16 Nisan veya başka herhangi bir tarihte olabilecek veya olmuş olan…
Olacakla, olmuşa karşı yapılacak bir şey yoktur, göğsünde, iman tahtanda Allaha inanç taşıyorsan…
Bilirsin, yazgı, kader, kısmet…
Kazansan da kaybetsen de hiç fark etmez…
Üzülmen gerekir, özünden, insanlığından yine bir parça koptu, kaybettin demektir.
Uyuyamıyorum…
İnsanlık ve ideolojileri, toplumsal yaşam modelleri, her biri birer kuram…
Kapitalizmi, sosyalizmi, komünizmi, dincisi – dindarı ve mesela milliyetçisi…
Her birinin kendine göre bireyin, toplumun yaşam şartlarının ve ekonomik gidişat üzerinde görüşleri var.
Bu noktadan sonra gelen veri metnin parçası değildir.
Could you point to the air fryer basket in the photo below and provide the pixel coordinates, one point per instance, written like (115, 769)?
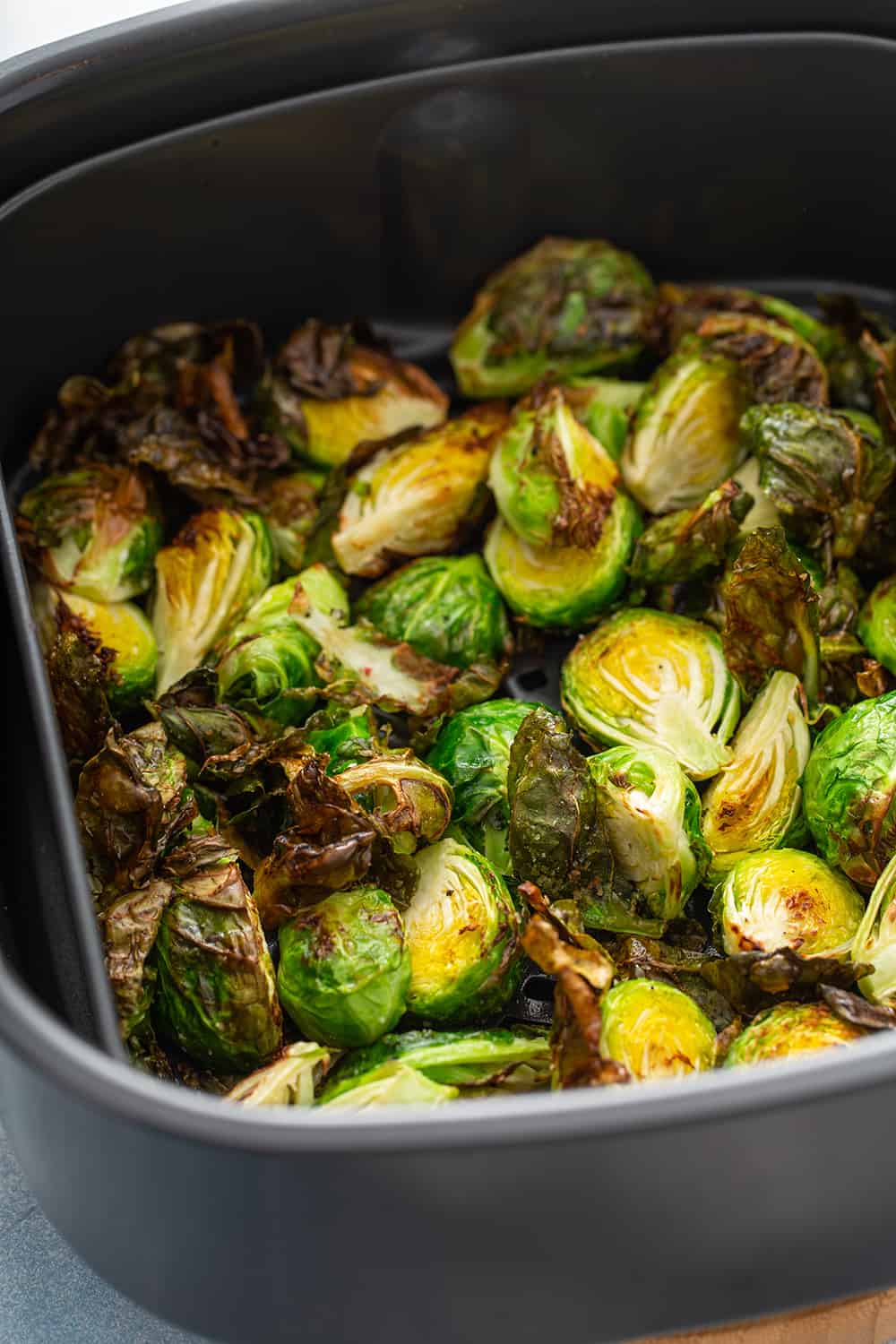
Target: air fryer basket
(595, 1217)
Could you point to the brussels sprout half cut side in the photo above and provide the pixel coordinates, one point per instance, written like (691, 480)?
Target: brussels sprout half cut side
(756, 798)
(563, 586)
(648, 676)
(656, 1031)
(463, 935)
(788, 1031)
(786, 898)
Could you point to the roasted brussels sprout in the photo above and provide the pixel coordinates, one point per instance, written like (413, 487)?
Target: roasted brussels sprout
(473, 1058)
(93, 531)
(823, 470)
(691, 542)
(362, 666)
(473, 752)
(120, 628)
(215, 567)
(877, 623)
(411, 801)
(646, 676)
(444, 607)
(656, 1031)
(327, 392)
(344, 968)
(215, 988)
(876, 940)
(788, 1031)
(786, 898)
(289, 505)
(755, 803)
(266, 658)
(564, 306)
(849, 789)
(418, 495)
(289, 1081)
(651, 814)
(605, 406)
(563, 586)
(554, 483)
(685, 437)
(770, 613)
(463, 935)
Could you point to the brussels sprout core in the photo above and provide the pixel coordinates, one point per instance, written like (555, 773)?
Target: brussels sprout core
(788, 1031)
(645, 676)
(756, 798)
(786, 898)
(462, 930)
(656, 1031)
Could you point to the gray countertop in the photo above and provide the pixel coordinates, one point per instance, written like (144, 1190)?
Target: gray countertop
(47, 1295)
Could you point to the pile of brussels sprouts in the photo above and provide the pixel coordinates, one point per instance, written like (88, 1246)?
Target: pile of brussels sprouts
(333, 862)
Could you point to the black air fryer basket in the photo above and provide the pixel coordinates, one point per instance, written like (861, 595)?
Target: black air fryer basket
(381, 159)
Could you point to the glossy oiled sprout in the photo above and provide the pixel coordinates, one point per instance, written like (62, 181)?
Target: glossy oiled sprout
(563, 586)
(756, 798)
(786, 898)
(344, 968)
(656, 1031)
(788, 1031)
(417, 497)
(849, 789)
(462, 930)
(651, 814)
(685, 435)
(646, 676)
(217, 566)
(328, 392)
(564, 306)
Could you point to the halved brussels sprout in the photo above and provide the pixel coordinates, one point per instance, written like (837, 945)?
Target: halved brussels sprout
(392, 1085)
(691, 542)
(289, 505)
(359, 664)
(563, 586)
(120, 626)
(646, 676)
(788, 1031)
(463, 935)
(266, 656)
(656, 1031)
(849, 789)
(473, 752)
(605, 406)
(554, 483)
(564, 306)
(651, 814)
(756, 798)
(444, 607)
(417, 496)
(786, 898)
(344, 968)
(289, 1081)
(877, 623)
(217, 566)
(685, 437)
(821, 470)
(328, 392)
(410, 800)
(763, 513)
(93, 531)
(876, 940)
(215, 988)
(471, 1058)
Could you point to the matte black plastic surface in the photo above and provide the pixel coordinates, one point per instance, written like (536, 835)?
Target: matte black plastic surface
(589, 1218)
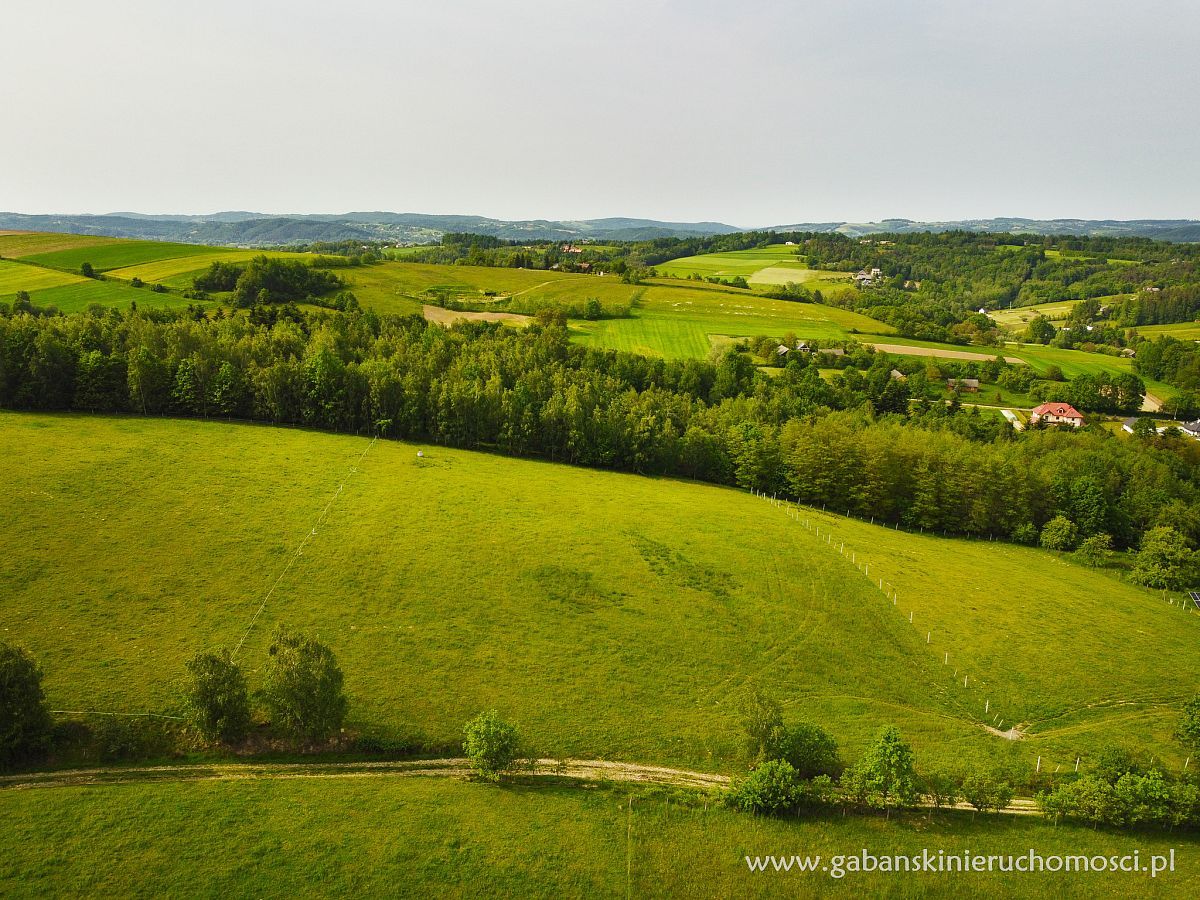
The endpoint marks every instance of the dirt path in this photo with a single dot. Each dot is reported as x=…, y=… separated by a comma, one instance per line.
x=579, y=769
x=906, y=351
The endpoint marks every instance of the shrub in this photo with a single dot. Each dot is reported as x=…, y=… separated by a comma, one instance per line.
x=303, y=689
x=492, y=745
x=217, y=699
x=24, y=720
x=1060, y=533
x=773, y=787
x=810, y=750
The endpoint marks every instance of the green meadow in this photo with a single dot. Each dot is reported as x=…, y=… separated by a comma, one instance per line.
x=612, y=616
x=365, y=837
x=774, y=264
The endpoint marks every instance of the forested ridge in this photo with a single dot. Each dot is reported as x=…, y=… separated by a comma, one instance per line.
x=852, y=444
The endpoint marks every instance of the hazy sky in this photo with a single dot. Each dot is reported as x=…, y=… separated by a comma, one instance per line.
x=753, y=112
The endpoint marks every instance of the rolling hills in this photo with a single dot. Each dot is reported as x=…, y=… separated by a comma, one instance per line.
x=569, y=599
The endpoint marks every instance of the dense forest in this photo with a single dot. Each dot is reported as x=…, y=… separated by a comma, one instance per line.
x=851, y=443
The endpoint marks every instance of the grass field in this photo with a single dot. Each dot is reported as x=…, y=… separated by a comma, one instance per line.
x=442, y=838
x=1179, y=330
x=117, y=255
x=23, y=244
x=775, y=264
x=73, y=293
x=573, y=600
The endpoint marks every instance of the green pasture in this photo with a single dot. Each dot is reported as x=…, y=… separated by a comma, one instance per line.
x=23, y=244
x=383, y=837
x=774, y=264
x=15, y=276
x=118, y=255
x=73, y=293
x=681, y=322
x=1179, y=330
x=615, y=616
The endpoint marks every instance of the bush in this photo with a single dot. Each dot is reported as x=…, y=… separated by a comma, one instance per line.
x=810, y=750
x=303, y=689
x=217, y=699
x=771, y=789
x=24, y=720
x=1096, y=550
x=1060, y=533
x=492, y=745
x=987, y=792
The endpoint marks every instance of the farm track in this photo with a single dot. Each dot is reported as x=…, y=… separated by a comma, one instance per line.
x=454, y=767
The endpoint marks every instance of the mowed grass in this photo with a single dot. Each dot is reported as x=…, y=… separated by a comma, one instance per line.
x=23, y=244
x=180, y=271
x=612, y=616
x=15, y=276
x=1077, y=657
x=683, y=322
x=382, y=837
x=775, y=264
x=117, y=255
x=75, y=293
x=1179, y=330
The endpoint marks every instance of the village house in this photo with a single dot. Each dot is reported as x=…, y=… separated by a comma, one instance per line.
x=1057, y=414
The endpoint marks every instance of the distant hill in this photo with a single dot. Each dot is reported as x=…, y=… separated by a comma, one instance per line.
x=241, y=228
x=1165, y=229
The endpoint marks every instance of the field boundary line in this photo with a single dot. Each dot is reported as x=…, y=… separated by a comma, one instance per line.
x=304, y=543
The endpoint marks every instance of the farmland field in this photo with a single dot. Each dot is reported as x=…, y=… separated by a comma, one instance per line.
x=775, y=264
x=441, y=838
x=117, y=253
x=23, y=244
x=569, y=599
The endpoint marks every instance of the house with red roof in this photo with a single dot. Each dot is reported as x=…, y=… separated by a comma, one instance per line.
x=1057, y=414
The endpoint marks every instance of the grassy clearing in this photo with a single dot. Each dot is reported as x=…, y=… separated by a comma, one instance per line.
x=684, y=322
x=117, y=255
x=775, y=264
x=15, y=276
x=570, y=599
x=179, y=271
x=1020, y=624
x=75, y=293
x=442, y=838
x=613, y=616
x=23, y=244
x=1179, y=330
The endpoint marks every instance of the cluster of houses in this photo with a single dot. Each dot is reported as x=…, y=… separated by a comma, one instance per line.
x=864, y=279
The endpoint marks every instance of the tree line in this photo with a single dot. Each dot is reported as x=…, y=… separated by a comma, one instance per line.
x=852, y=444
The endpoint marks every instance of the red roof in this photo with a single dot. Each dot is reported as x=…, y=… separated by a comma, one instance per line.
x=1063, y=411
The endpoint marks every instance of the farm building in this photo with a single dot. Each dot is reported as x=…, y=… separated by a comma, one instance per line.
x=1057, y=414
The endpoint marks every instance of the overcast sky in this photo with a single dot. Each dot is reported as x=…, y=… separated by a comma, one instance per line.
x=755, y=112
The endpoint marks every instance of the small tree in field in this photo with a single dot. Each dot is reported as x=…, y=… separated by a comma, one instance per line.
x=772, y=789
x=217, y=699
x=1164, y=559
x=1189, y=724
x=24, y=720
x=985, y=792
x=1096, y=550
x=303, y=688
x=885, y=777
x=492, y=745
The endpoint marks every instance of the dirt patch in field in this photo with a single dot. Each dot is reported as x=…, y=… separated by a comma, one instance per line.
x=905, y=351
x=448, y=317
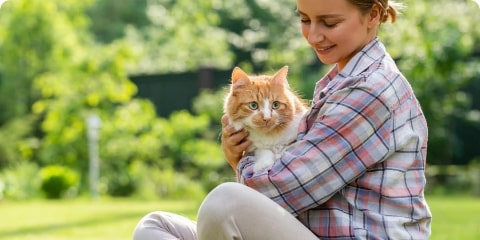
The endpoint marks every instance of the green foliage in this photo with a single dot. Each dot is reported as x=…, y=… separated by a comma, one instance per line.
x=57, y=181
x=19, y=181
x=436, y=45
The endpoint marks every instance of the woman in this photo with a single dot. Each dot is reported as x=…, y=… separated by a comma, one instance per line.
x=356, y=170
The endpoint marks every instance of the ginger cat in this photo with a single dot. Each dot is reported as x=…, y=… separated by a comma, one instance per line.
x=268, y=109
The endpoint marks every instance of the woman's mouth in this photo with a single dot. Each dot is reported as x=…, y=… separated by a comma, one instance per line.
x=323, y=50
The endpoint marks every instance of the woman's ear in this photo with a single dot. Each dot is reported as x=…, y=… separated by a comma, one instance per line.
x=375, y=16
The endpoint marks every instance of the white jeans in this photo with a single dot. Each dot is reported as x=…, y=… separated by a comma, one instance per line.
x=230, y=211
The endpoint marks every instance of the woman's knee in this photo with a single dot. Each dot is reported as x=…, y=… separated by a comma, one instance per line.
x=221, y=202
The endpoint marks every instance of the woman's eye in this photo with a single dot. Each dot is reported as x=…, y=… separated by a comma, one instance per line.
x=329, y=25
x=275, y=105
x=253, y=105
x=303, y=20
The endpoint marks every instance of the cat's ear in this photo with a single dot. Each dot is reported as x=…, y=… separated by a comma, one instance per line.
x=281, y=77
x=239, y=77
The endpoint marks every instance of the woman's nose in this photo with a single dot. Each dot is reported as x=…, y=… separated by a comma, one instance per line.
x=315, y=34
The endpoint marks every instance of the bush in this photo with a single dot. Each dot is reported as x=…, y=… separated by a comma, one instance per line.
x=121, y=185
x=19, y=181
x=57, y=181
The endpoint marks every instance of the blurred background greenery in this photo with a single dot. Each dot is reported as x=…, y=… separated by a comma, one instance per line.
x=62, y=60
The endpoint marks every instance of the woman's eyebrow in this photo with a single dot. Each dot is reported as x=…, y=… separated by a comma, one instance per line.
x=319, y=16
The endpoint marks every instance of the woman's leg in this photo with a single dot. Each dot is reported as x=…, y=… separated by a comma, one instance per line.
x=165, y=226
x=235, y=211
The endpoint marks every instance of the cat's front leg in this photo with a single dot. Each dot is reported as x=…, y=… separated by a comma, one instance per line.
x=265, y=160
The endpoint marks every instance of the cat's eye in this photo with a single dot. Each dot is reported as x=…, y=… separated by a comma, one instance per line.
x=275, y=105
x=253, y=105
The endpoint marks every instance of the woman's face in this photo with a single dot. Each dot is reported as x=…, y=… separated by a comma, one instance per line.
x=336, y=29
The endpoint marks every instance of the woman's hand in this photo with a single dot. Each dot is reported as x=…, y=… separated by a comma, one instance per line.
x=234, y=143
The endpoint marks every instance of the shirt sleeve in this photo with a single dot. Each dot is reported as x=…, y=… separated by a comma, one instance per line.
x=350, y=131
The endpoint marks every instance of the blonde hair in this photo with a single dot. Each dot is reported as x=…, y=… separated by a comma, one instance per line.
x=389, y=9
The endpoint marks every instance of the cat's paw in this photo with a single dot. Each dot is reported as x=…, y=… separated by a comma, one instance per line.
x=263, y=164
Örnek olarak iki kuramı ele alalım, kapitalizmin kendisi ve vahşisi. Milliyetçisi, Türk – İslam sentezi ne ekonomik öngörüsü ne derin anlamda insanlık olgusu, onuru. Toplumsal dışkının, O “özel” yaratıkların esirisin, popülizm. Yönetiliyor ve yönlendiriliyorsun, koyun misali. Çobanın kuzucukları ve koyunları, meee, meee, meee, davarları, inekleri ve öküzleri (!)
İnsan ve onuru, insan ve Atatürk milliyetçisi…
Farkı…
İnsan olan haksızlığa, sömürüye, aldatılmaya, kandırılmaya karşı durmaz mı?
Vicdan sahibi değil midir?
Vicdan nasıl kabul eder kendin lüks içinde yaşarken seni oralara getirenin sürünmesini…
Atlarından kalma değerlerin, hatta dininin bile “yeniden” yorumlanmasına?
AKP’si, Y-CHP’si, MHP’si…
Hepsi, istisnasız hepsi sömürür seni…
Hepsi farklı orospular, kahpeler, kancıklar…
Sömürür, dini duygularını, milliyetçilik anlayışını, Atatürk’e karşı sevgi ve saygını…
Sömürür, seni, evladını, istikbalini, istikballeri…
Bunaklar, haninler, soysuzlar sarmış etrafını…
Uyan, aç gözlerini, başkaldır Turbo kapitalizme, inançsız, dinsiz, Allahsız dincilere…
Sahte milliyetçilere, başkaldır ve hak ettikleri dersi ver, bas oturdukları, yaşadıkları yerleri…
As…
Asacaksın hepsini, toplumun dışkıları – yaratıkları, uyuttu ve boğdu seni!